2. Tejido social. Mientras otros reaccionan cuando la violencia ya estalló, Rosa Icela Rodríguez insiste en atender sus causas. En Morelos, territorio perdido para la gobernadora Margarita González Saravia, la estrategia suma 275 Jornadas por la Paz, mil 40 acuerdos de seguridad y la participación de más de 86 mil personas, principalmente jóvenes. A ello se agregan comités comunitarios, recuperación de espacios públicos, desarme voluntario y nuevos bachilleratos y centros comunitarios. Fortalecer el tejido social para prevenir el delito. Los resultados de fondo deberán medirse con el tiempo, pero la federación sí tiene soluciones.
3. Minado. El caso Ayotzinapa sigue siendo una herida abierta, pero la justicia también debe ajustarse a la ley. Un juez determinó sustituir la prisión domiciliaria del exprocurador Jesús Murillo Karam por vigilancia electrónica, al considerar que su estado de salud requiere atención médica permanente. La decisión no cancela el proceso ni elimina las acusaciones; simplemente modifica la medida cautelar. En un expediente tan sensible, cada resolución será examinada con lupa. Lo importante es que el juicio a Murillo Karam continúe y que la verdad y las responsabilidades se definan en los tribunales. Y que la justicia sea pareja.
4. Descaro.
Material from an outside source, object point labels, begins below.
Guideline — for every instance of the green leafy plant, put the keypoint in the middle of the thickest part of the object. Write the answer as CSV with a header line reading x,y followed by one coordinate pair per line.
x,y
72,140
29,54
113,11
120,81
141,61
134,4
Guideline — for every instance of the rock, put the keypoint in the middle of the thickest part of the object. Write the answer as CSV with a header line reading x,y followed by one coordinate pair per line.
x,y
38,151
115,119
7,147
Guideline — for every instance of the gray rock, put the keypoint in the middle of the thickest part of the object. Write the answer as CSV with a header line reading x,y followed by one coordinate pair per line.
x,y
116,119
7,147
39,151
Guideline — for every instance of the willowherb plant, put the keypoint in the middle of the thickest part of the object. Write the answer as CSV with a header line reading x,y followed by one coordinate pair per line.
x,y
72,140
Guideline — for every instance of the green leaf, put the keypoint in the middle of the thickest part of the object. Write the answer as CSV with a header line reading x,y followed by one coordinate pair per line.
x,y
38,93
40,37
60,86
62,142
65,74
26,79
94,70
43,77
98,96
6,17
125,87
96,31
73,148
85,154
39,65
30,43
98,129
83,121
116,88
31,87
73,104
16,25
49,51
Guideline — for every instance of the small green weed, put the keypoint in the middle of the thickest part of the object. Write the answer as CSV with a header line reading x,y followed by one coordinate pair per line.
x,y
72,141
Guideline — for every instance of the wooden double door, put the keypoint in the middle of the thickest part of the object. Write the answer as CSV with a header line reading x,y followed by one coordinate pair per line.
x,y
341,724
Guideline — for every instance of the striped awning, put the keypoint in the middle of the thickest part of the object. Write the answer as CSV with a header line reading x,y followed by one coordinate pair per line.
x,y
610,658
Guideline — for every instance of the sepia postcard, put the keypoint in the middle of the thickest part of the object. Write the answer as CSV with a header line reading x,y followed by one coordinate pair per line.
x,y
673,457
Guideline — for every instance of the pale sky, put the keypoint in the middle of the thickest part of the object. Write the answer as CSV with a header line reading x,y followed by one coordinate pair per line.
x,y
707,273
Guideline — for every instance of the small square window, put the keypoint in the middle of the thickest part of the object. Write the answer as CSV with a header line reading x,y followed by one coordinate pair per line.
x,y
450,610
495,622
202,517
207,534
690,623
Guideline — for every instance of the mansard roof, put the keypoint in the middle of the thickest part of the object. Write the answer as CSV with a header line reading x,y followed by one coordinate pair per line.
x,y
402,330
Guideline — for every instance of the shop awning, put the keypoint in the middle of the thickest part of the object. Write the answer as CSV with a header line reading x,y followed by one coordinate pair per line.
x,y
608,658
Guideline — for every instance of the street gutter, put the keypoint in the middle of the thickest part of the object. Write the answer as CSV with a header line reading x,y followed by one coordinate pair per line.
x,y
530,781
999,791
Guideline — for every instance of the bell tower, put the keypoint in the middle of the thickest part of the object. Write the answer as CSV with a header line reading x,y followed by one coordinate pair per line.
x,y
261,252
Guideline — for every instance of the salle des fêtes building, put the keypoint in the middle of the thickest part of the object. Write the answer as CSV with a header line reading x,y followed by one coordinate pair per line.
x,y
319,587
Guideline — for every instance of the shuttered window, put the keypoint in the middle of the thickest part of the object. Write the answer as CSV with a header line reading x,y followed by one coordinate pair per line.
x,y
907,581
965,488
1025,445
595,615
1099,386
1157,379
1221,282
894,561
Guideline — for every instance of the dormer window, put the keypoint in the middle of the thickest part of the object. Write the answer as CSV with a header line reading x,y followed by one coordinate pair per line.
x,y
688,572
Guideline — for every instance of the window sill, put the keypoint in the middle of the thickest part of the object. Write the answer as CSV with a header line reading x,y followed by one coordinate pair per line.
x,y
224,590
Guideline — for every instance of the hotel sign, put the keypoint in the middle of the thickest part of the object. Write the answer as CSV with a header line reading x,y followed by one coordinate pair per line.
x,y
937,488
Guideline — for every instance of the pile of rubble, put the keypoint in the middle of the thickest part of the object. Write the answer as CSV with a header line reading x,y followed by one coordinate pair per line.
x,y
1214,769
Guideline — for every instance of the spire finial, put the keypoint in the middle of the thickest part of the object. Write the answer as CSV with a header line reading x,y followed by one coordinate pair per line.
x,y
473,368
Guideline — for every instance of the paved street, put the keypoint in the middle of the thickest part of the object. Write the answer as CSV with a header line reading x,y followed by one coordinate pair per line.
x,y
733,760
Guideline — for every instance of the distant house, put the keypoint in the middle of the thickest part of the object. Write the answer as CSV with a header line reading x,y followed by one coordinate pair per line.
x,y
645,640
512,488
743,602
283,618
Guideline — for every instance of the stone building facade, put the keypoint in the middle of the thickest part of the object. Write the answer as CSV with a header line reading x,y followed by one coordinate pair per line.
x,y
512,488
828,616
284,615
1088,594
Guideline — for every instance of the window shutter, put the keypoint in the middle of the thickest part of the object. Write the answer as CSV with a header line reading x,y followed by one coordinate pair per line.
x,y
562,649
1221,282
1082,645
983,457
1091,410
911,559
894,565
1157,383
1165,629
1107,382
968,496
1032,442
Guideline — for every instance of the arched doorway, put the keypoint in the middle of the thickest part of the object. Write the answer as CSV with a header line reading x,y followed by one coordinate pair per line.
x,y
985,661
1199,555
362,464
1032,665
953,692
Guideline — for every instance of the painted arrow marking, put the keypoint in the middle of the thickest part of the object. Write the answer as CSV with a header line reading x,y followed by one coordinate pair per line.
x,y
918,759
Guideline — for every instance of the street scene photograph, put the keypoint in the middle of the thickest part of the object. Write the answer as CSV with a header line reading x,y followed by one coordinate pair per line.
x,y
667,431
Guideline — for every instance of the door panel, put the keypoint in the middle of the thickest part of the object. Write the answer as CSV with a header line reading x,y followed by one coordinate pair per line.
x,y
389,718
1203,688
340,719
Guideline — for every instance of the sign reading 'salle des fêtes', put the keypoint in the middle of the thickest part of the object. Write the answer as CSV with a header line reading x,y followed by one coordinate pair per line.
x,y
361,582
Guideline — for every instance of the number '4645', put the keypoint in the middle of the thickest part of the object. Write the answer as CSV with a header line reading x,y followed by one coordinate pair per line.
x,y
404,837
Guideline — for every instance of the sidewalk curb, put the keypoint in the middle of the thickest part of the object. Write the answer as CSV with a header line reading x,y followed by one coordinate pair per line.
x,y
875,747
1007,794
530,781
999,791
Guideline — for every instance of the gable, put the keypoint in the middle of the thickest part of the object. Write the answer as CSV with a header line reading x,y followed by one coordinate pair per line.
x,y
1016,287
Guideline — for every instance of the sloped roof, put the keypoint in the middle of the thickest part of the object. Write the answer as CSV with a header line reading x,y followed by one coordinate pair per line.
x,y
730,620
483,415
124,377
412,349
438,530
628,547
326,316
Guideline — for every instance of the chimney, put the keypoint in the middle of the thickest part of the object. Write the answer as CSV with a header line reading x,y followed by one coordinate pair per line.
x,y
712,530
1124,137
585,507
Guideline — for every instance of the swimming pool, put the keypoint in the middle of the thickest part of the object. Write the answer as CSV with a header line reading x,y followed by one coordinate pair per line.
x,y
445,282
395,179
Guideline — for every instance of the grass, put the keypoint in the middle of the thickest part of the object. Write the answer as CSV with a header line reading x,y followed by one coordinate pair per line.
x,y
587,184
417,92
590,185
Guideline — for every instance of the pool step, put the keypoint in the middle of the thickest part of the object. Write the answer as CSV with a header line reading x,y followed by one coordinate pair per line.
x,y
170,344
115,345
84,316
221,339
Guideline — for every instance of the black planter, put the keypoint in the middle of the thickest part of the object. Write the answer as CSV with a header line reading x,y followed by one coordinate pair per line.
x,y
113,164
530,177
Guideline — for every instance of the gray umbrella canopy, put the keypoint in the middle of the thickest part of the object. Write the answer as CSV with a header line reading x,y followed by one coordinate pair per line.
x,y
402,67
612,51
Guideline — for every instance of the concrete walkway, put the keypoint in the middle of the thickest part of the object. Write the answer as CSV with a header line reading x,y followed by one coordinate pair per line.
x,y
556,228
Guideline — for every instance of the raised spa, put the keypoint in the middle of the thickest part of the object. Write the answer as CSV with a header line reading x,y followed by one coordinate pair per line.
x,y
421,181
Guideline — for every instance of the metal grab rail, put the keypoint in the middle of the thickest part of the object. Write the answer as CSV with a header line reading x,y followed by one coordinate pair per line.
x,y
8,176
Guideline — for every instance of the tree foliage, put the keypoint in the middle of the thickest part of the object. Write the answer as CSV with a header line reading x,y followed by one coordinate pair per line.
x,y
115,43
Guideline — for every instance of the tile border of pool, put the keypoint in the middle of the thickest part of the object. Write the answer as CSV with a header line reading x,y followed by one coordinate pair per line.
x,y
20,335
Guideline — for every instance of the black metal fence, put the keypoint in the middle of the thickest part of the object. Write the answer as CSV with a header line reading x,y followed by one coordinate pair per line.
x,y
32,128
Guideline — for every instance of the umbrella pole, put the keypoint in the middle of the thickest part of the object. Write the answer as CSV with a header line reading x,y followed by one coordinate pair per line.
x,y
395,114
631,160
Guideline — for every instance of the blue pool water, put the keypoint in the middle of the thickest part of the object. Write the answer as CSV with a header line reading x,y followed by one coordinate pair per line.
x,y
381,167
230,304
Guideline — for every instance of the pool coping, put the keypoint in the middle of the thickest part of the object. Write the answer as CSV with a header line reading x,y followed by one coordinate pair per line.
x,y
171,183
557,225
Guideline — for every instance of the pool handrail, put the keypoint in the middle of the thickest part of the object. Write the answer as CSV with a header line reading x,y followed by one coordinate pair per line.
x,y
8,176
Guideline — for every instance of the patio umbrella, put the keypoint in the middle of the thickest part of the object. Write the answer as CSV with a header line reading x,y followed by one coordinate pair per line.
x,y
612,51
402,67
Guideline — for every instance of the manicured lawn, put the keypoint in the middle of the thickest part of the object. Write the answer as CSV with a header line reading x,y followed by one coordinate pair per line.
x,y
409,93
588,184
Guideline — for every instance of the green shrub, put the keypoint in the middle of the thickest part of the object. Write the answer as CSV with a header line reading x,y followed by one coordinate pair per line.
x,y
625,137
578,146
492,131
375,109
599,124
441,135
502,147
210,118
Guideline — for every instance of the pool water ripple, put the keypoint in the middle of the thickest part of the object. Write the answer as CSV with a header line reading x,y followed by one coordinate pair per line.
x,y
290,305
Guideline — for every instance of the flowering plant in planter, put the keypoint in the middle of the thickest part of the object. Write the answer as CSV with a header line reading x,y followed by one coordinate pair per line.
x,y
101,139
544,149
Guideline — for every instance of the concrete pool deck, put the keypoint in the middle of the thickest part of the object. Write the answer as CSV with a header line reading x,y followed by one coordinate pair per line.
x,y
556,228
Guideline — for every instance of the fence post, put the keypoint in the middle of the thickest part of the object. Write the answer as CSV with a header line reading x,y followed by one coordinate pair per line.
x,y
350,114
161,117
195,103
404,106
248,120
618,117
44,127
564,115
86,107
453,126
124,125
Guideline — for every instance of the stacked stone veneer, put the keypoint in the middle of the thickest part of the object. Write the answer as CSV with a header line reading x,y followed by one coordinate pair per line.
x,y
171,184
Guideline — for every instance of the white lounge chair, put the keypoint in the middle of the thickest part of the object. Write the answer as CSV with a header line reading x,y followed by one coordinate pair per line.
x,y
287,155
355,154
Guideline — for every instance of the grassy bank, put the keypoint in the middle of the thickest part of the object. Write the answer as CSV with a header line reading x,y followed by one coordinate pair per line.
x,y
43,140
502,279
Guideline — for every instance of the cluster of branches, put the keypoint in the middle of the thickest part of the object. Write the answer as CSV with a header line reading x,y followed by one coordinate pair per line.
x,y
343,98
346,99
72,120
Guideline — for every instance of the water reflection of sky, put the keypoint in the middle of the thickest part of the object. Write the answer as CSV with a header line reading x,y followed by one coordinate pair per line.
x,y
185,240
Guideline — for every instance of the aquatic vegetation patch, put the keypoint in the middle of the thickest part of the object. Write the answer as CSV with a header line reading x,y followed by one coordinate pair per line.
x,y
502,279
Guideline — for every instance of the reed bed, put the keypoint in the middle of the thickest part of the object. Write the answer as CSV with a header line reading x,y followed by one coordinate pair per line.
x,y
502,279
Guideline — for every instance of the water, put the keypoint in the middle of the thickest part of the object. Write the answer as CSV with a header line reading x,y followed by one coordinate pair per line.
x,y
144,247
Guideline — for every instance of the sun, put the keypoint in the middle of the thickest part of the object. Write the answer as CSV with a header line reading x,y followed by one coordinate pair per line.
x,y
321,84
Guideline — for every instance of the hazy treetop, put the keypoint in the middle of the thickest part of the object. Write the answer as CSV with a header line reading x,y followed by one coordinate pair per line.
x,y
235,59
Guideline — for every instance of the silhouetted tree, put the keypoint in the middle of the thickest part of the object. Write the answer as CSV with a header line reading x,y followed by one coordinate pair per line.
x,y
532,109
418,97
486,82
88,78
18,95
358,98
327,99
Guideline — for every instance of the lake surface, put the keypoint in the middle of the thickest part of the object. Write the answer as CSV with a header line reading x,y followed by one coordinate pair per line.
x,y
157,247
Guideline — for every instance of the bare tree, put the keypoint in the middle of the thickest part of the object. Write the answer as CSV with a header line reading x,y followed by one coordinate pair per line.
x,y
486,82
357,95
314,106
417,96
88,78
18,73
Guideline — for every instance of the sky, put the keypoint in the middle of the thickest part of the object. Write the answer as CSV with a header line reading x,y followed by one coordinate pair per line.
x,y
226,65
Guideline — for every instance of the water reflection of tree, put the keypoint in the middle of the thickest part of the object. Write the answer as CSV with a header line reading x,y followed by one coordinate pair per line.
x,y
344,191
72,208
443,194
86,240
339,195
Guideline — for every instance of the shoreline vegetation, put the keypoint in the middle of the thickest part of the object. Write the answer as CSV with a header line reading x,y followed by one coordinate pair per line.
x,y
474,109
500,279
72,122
En Atizapán de Zaragoza hay una nueva modalidad de atención ciudadana: si un bache destroza la suspensión de su automóvil, la respuesta oficial es “demándenos”. Pedro Rodríguez Villegas convirtió los hoyos en política pública y los tribunales en ventanilla de servicios. Las calles se reparan cuatro veces, vuelven a romperse cinco y lo único que resiste es la indiferencia municipal. Al paso que van, el Ayuntamiento debería colocar señales preventivas: “Precaución, aquí se dañan vehículos... y también la paciencia”. La prepotencia de los funcionarios tiene un límite. Se llama voto.
5. Tarde otra vez. La detención de una presunta responsable no puede convertirse en el punto final del caso Dafne Zapata. La fiscalía de Tamaulipas envía un mensaje correcto al mantener abiertas las investigaciones contra directivos, propietarios y cualquier otra persona cuya acción u omisión haya contribuido a la muerte de la menor. Cuando una niña fallece dentro de una institución la responsabilidad no se agota en un solo nombre. La justicia, que otra vez llegó a destiempo, exige reconstruir toda la cadena de decisiones y omisiones. Sólo una investigación exhaustiva evitará que este caso se repita. El grito es de justicia.